Relative to the negative control, the test item did not cause a relevant increase of the corneal opacity or permeability. The calculated mean in vitro irritancy score was 2.54. The test item is not classified as eye irritant according to GHS.

Endpoint conclusion

Endpoint conclusion:

no adverse effect observed (not irritating)

Respiratory irritation

Endpoint conclusion

Endpoint conclusion:

no study available

Additional information

The skin irritant effect of the test substance was investigated under REACH Annex VII requirements according to the in vitro method recommended in the OECD Guideline No. 439 (EU Commission Directive 440/2008 B.46) and OECD Guideline 431 (EU Method B.40).

In the OECD 439, a positive result was obtained. For the test item, the mean relative absorbance value decreased to 29.1% compared to the relative absorbance value of the negative control. This value is below the threshold for irritancy of ≤ 50%. Therefore, under the experimental conditions the test item is considered to be irritant to skin.
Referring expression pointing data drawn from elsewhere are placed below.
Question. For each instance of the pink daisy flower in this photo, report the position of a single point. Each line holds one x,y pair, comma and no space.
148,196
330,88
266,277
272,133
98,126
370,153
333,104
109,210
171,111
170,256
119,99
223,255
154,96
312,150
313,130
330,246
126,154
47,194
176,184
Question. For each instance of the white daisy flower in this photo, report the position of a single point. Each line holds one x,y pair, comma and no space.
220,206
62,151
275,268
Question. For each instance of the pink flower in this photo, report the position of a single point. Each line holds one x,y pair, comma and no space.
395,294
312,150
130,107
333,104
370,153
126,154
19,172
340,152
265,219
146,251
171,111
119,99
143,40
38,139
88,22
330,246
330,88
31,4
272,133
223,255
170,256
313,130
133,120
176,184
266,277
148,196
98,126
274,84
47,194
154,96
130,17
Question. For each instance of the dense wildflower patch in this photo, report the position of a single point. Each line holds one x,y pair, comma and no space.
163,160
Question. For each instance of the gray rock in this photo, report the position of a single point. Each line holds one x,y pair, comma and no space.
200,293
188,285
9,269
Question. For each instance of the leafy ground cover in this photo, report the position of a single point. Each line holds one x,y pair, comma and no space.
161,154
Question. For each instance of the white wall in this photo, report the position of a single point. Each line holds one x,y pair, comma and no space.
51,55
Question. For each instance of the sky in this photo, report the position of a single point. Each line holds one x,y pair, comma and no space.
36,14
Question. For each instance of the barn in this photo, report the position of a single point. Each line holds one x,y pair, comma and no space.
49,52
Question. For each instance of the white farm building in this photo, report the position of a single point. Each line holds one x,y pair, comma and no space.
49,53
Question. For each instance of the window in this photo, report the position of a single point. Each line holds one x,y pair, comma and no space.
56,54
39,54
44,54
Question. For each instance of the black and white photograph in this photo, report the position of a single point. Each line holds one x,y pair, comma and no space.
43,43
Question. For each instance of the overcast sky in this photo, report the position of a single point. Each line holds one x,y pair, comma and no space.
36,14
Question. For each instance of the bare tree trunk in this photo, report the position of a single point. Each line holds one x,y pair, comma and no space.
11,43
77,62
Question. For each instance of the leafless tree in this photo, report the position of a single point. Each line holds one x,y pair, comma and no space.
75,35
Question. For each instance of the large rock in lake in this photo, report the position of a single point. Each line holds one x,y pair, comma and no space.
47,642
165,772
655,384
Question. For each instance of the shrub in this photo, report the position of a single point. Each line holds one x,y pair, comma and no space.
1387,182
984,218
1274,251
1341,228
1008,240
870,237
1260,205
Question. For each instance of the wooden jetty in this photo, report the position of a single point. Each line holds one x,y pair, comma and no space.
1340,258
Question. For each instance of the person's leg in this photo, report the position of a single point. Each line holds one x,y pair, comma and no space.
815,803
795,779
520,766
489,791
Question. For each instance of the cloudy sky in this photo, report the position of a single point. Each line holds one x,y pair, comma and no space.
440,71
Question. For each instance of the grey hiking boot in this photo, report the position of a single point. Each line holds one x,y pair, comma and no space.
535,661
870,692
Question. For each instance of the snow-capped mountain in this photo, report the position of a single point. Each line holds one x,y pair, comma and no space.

To exclude corrosive properties, OECD 431 was perforemd.After exposure of the tissues to the test item the relative absorbance values were not reduced compared with the negative control value, neither after 3 minutes exposure, nor after 1 hour exposure (118.4% and 121.6%, respectively). Both values did not touch the threshold for corrosivity, which is defined to be <50% after the 3 minutes exposure and <15% after the 1 hour exposure. Therefore, the test item was not considered to be corrosive.A supporting skin irritation study conducted in humans produced a negative result for skin irritation with a 5% formulation and a phototoxicity test produced neagtive results at 5% in vaseline.

The local effect of the test substance in the in vitro assay on the bovine cornea according to OECD Guideline 437 proved negative. Here, the undiluted test item, the positive, and the negative controls were applied to corneae and incubated for 10 minutes at 32 ± 1 °C. After the incubation phase, treatment and controls were each rinsed and the corneae were incubated for another 120 minutes at 32 ± 1 °C in incubation medium. Relative to the negative control, the test item did not cause a relevant increase of the corneal opacity or permeability. The calculated meanin vitroirritancy score was 2.54 (≤ 3: No category, >3 - ≤55 No prediction can be made, > 55 Category 1). No classification as eye irritant is required. This is supported by an in vivo test performed similar to OECD Guideline 405. Here, a 5% formulation of the test substance in vaseline when instilled at dose of 0.1g into the conjuctival sac of six New Zealand White rabbits produced only very mild effects upto 48 hours after treatment. The mean scores after 24, 48 and 72 hours  were 0.3, 0.3, 0.3 and 0.3 respectively.

Justification for classification or non-classification

Skin : According to the available data, the substance is considered skin irritant Cat 2 (H315) according to Regulation (EC) No 1272/2008 (2017).

Eye : Based on the available data, no classification is required according to Regulation (EC) No 1272/2008 (2017).